Quei profeti, continuiamo a chiamarli così, erano logorroici, complicati, machiavellici. Ma appunto avevano dentro di sé un’idea fin troppo ambiziosa della politica e del loro ruolo. Parlavano per ore, spaccavano il capello in quattro, sembravano portare il mondo e il suo destino dentro quelle borse gonfie di carte. Non tutti erano grandi, ci mancherebbe. Ma tutti cercavano di diventarlo o almeno di sembrarlo.
Ora, per quanto ci capiti talvolta di vestire questo o quello dei leader in campo di tutta quella imponenza cui eravamo abituati, di profeti non se ne vedono più in giro. E se ci fossero, potrebbero rivelarsi di poca utilità. Il tempo presente infatti non chiede più al politico né un sapere enciclopedico, né un’ambizione prometeica. Egli non deve immaginare il futuro, deve amministrare il presente. E deve farlo, possibilmente, senza arrecare troppo fastidio al prossimo, e semmai ravvivandone le giornate con qualche sapida trovata.
Così, archiviate le figure più monumentali di una volta, ci troviamo oggi a fare i conti con due modelli di leadership: il funzionario oppure l’agitatore.
Da un lato si può intravedere un minimalista, artista del basso profilo, all’occorrenza capace di dissimulare le proprie qualità e velleità sotto il manto di un abile grigiore. Egli non deve affatto essere un mediocre, tutt’altro. Ma non deve ingombrare la scena con troppe pretese o troppe ambizioni. La modestia è il suo corredo - quale che sia il pensiero profondo di sé che egli abilmente dissimula.
Al lato opposto si erge il funambolo, irrequieto e demagogico.
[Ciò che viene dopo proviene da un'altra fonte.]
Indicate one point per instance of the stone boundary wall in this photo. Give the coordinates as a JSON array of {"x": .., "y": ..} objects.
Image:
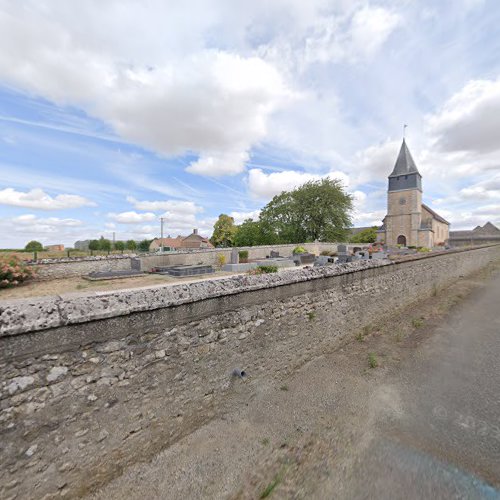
[
  {"x": 91, "y": 384},
  {"x": 69, "y": 269},
  {"x": 66, "y": 268},
  {"x": 210, "y": 256}
]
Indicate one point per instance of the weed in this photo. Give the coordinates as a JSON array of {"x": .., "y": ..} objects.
[
  {"x": 417, "y": 322},
  {"x": 271, "y": 486},
  {"x": 311, "y": 315},
  {"x": 372, "y": 360}
]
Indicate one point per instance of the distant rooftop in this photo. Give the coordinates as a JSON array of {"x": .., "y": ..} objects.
[{"x": 404, "y": 164}]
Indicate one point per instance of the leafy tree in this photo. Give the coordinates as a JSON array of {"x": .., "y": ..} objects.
[
  {"x": 93, "y": 246},
  {"x": 120, "y": 246},
  {"x": 144, "y": 245},
  {"x": 104, "y": 244},
  {"x": 249, "y": 234},
  {"x": 368, "y": 235},
  {"x": 224, "y": 232},
  {"x": 34, "y": 246},
  {"x": 131, "y": 245},
  {"x": 317, "y": 210}
]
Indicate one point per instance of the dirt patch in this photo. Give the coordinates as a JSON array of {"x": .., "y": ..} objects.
[
  {"x": 283, "y": 436},
  {"x": 77, "y": 284}
]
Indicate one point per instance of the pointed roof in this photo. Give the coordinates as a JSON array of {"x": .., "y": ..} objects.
[{"x": 404, "y": 164}]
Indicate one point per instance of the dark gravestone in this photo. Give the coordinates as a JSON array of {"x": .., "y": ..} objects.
[{"x": 235, "y": 258}]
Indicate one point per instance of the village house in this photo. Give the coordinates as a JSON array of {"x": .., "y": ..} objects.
[{"x": 193, "y": 241}]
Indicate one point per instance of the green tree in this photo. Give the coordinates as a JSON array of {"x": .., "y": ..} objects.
[
  {"x": 33, "y": 246},
  {"x": 317, "y": 210},
  {"x": 120, "y": 246},
  {"x": 224, "y": 232},
  {"x": 131, "y": 245},
  {"x": 104, "y": 244},
  {"x": 368, "y": 235},
  {"x": 93, "y": 246},
  {"x": 144, "y": 245}
]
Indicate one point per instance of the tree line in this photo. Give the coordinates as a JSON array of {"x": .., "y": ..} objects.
[{"x": 317, "y": 210}]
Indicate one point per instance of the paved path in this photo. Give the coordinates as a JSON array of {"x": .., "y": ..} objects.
[
  {"x": 443, "y": 439},
  {"x": 426, "y": 424}
]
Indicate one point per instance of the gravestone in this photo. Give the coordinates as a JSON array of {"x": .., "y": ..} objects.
[{"x": 235, "y": 258}]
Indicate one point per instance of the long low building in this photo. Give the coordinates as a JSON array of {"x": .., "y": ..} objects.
[{"x": 488, "y": 233}]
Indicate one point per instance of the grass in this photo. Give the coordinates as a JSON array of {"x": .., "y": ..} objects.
[
  {"x": 372, "y": 360},
  {"x": 417, "y": 322},
  {"x": 398, "y": 336},
  {"x": 360, "y": 337},
  {"x": 272, "y": 485}
]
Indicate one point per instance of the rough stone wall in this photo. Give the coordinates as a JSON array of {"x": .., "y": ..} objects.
[
  {"x": 56, "y": 270},
  {"x": 81, "y": 401},
  {"x": 210, "y": 257}
]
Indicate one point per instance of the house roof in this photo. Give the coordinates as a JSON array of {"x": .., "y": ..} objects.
[
  {"x": 435, "y": 215},
  {"x": 404, "y": 164}
]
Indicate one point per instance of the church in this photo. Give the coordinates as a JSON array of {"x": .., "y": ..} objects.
[{"x": 409, "y": 222}]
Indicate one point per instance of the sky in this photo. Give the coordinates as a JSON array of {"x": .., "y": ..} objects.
[{"x": 114, "y": 114}]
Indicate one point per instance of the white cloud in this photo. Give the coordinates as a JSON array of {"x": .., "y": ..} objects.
[
  {"x": 211, "y": 102},
  {"x": 132, "y": 217},
  {"x": 265, "y": 186},
  {"x": 219, "y": 164},
  {"x": 49, "y": 222},
  {"x": 38, "y": 199},
  {"x": 175, "y": 206},
  {"x": 470, "y": 120},
  {"x": 355, "y": 38}
]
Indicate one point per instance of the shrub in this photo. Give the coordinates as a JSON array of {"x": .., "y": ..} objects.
[
  {"x": 243, "y": 255},
  {"x": 263, "y": 270},
  {"x": 34, "y": 246},
  {"x": 13, "y": 272},
  {"x": 221, "y": 259}
]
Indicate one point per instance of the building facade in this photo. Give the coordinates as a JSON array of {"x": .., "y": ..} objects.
[
  {"x": 480, "y": 235},
  {"x": 409, "y": 222}
]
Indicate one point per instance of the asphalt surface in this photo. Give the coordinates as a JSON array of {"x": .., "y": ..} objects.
[
  {"x": 441, "y": 438},
  {"x": 424, "y": 424}
]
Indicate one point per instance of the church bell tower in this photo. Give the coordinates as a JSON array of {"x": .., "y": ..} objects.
[{"x": 404, "y": 201}]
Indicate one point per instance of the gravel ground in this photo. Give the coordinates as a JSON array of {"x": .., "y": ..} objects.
[{"x": 339, "y": 428}]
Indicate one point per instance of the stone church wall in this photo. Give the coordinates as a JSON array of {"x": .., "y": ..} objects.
[{"x": 91, "y": 384}]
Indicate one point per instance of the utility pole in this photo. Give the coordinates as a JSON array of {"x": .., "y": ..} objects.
[{"x": 161, "y": 219}]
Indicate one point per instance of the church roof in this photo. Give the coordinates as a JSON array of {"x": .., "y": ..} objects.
[
  {"x": 404, "y": 164},
  {"x": 435, "y": 215}
]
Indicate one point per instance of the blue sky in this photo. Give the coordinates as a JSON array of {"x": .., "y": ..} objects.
[{"x": 114, "y": 114}]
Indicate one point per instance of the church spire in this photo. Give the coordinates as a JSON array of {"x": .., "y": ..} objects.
[{"x": 404, "y": 164}]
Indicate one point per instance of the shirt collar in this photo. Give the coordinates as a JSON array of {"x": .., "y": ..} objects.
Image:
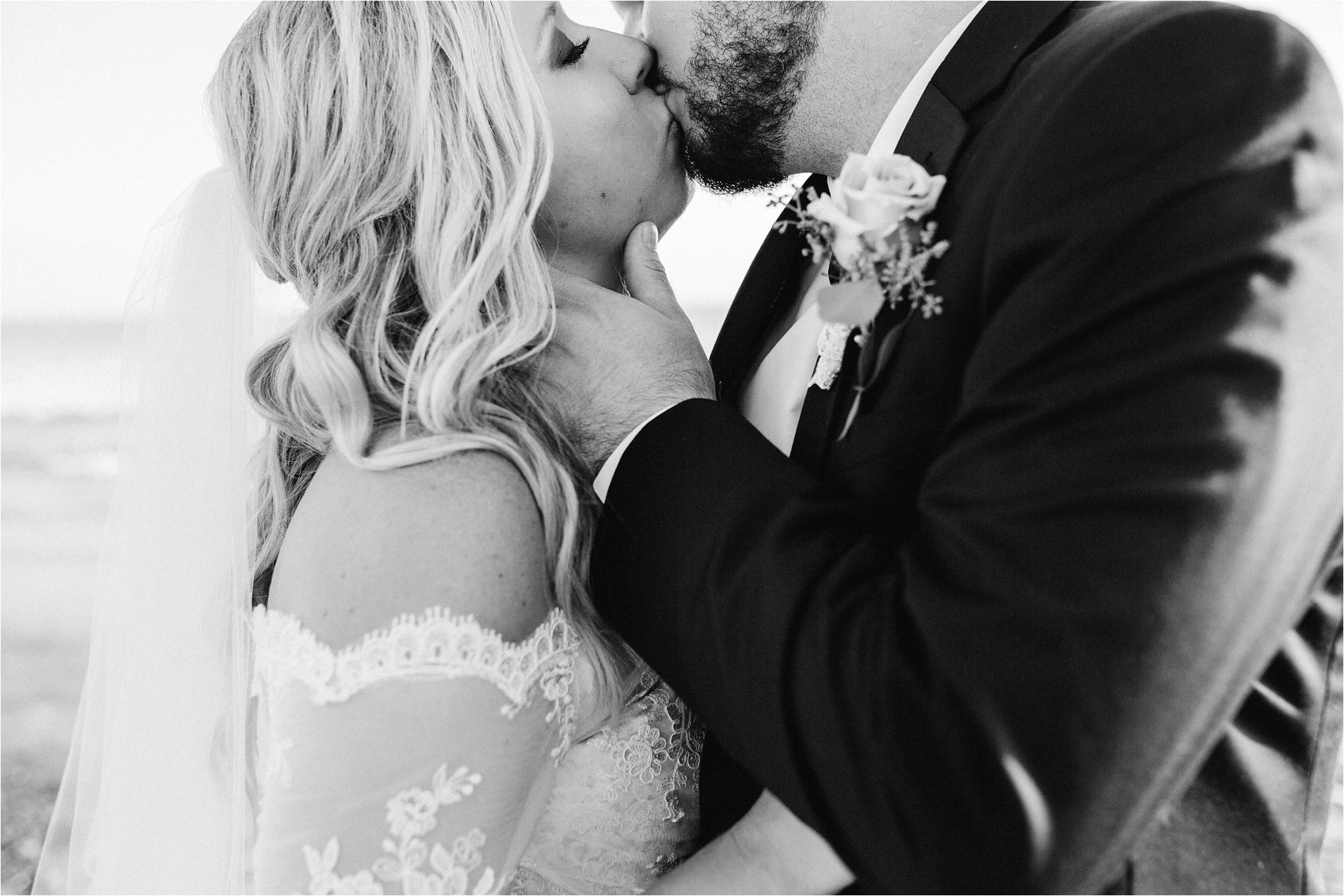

Capace di animare la scena con un lampo di furore, sorprendente e inatteso. Non è affatto detto che egli sia un uomo superficiale, puramente spettacolare, un guitto come si usa dire. Ma all’occorrenza egli deve essere capace di propalare fake news, e magari sparare balle spaziali per il puro gusto della provocazione.
Ora, ognuno può mettere i nomi che vuole dietro queste due maschere. L’esperienza di questi ultimi tempi ce ne suggerisce una discreta quantità. Ma il punto non è di personalizzare la questione. È di capire che la politica in questo secolo si è lasciata alle spalle quell’apice di ambizione che la faceva sentire capace di plasmare il mondo a sua immagine e somiglianza. Cambiando così una volta per tutte lo spartito dei suoi orchestrali.
Tutto avviene ora dentro confini assai più angusti. Dove la politica non coltiva più la grandiosità dei suoi progetti, né la solennità delle sue maniere. Al loro posto ci si aspetta, appunto, l’avvedutezza di un contabile che metta ordine nelle nostre cifre. Oppure il guizzo di un novelliere che ci intrattenga con fantasia.
Se poi questo sia stato un progresso oppure no, ognuno può dire la sua.